SANS Penetration Testing

EQL Threat Hunting

Authored by Joshua Wright |

The Event Query Language (EQL) is a standardized query language (similar to SQL) to evaluate Windows events. Written by Ross Wolf, EQL is an amazing tool to normalize Windows log events for consistent access and query.

In practice, EQL is most effective when working with Windows Event Log and Sysmon logging data as part of your threat hunting tactics. In this article I'll demonstrate some ways to get started with EQL to assess the tactics of an attacker from a compromised system.

Installing EQL

EQL works equally well on Windows, Linux, and macOS, and requires Python. You can install EQL with pip3 install eql, or build it from the GitHub repository.

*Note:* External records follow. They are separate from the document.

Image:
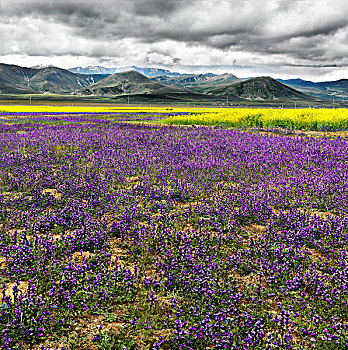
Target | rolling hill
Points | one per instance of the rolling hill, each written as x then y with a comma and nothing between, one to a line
198,82
21,80
132,83
260,88
147,71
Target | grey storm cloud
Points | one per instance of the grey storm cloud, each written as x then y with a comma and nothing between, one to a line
269,32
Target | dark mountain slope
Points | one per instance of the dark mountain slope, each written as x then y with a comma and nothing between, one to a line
262,88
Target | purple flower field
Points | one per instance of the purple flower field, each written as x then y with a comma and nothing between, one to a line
117,235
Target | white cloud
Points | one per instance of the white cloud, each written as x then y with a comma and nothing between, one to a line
306,38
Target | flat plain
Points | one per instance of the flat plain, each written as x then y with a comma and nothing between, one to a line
122,231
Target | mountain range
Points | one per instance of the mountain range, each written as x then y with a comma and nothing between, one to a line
161,84
22,80
149,72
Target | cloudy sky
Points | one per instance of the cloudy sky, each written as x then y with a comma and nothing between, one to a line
284,39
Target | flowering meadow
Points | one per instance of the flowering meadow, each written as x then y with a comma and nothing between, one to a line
124,235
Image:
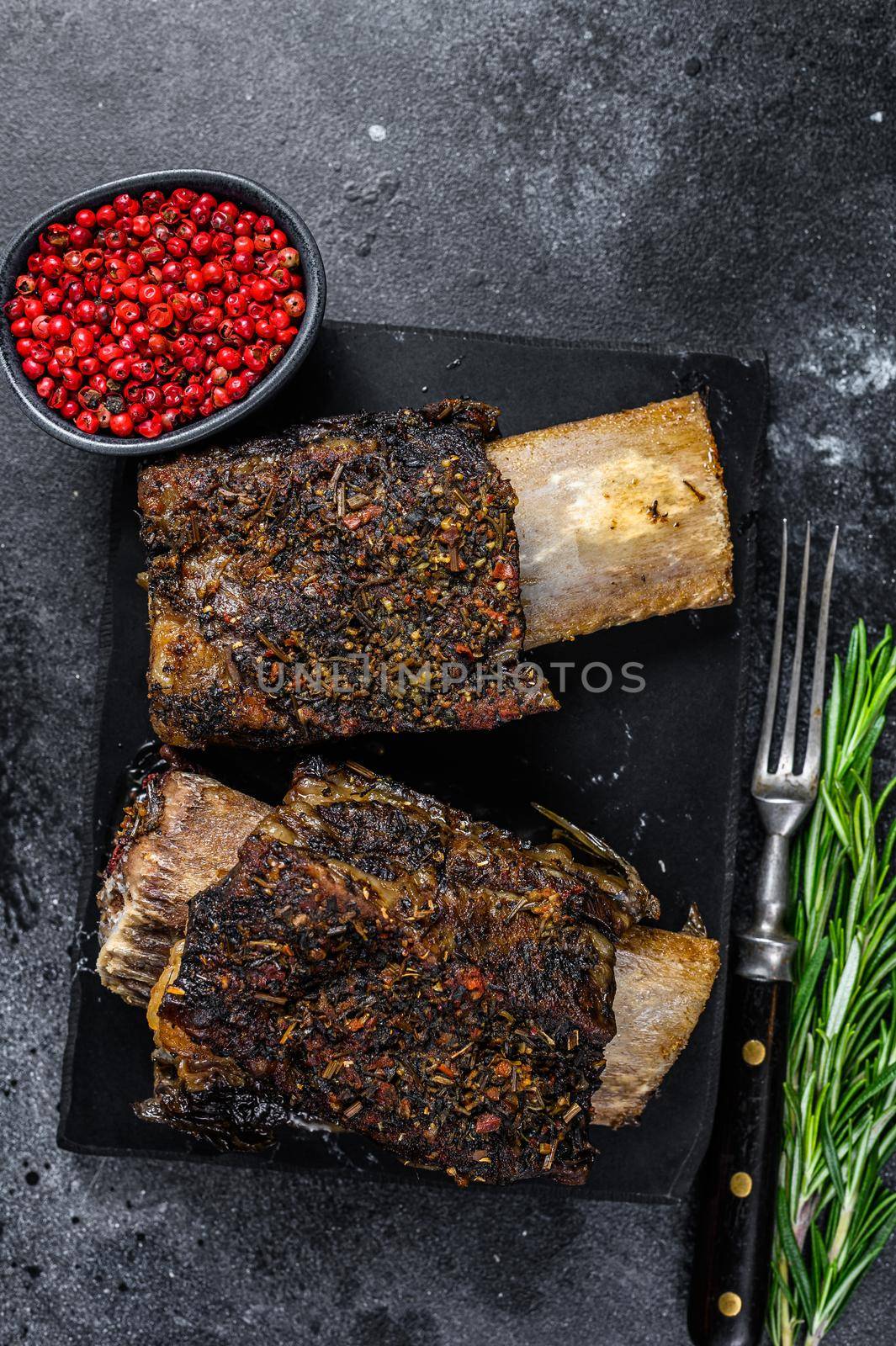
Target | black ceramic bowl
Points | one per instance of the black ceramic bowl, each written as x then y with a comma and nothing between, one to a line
225,186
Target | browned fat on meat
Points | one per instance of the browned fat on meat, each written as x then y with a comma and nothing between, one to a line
184,834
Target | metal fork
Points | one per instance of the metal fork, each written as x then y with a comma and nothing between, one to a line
732,1256
783,798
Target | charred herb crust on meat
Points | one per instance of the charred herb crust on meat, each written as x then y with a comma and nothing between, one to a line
305,586
384,962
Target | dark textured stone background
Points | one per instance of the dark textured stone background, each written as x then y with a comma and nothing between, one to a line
708,175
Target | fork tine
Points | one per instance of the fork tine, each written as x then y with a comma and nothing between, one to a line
788,742
812,765
771,697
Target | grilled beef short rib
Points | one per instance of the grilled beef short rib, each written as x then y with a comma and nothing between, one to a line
384,962
359,574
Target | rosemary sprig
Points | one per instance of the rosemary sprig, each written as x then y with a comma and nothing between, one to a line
835,1213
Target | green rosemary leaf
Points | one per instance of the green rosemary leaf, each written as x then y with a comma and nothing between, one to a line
832,1159
795,1264
833,1211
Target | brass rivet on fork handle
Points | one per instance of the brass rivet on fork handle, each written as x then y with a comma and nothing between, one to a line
734,1233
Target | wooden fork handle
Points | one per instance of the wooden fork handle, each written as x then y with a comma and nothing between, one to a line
732,1253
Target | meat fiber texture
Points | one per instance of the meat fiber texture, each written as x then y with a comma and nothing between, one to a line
355,575
381,962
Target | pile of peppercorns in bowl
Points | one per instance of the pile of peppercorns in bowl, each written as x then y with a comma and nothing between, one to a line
151,313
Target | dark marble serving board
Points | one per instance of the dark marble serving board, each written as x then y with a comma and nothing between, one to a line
657,773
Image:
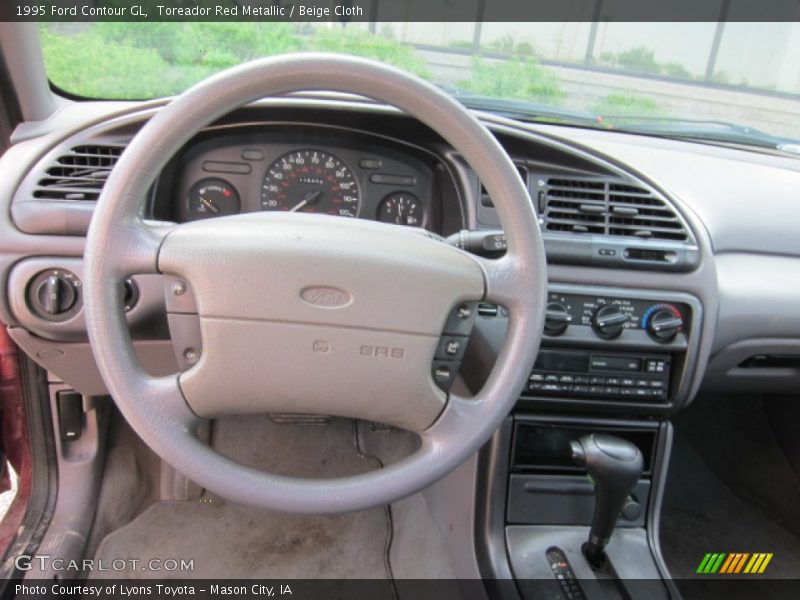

Alternatively, you can download and run Slingshot Linux, where EQL is already installed and ready to go!

Getting Started

EQL works best with Sysmon logs, converted to JSON format. From a system where you're using a Sysmon configuration to capture detailed system events, download the EQL (scrape-events.ps1]( PowerShell script. Import it and write the Sysmon data as a JSON file, as shown here:

# Import the functions provided within scrape-events
Import-Module .\scrape-events.ps1

# Get all the Sysmon logs from Windows Event Logs
Get-WinEvent -filterhashtable @{logname="Microsoft-Windows-Sysmon/Operational"} `
-Oldest | Get-EventProps | ConvertTo-Json | Out-File -Encoding ASCII `
-FilePath my-sysmon-data.json

Note that in this example I've broken up this long command into multiple lines with a backtick at the end of each line per the PowerShell convention. If you type this on one long line, omit the backticks.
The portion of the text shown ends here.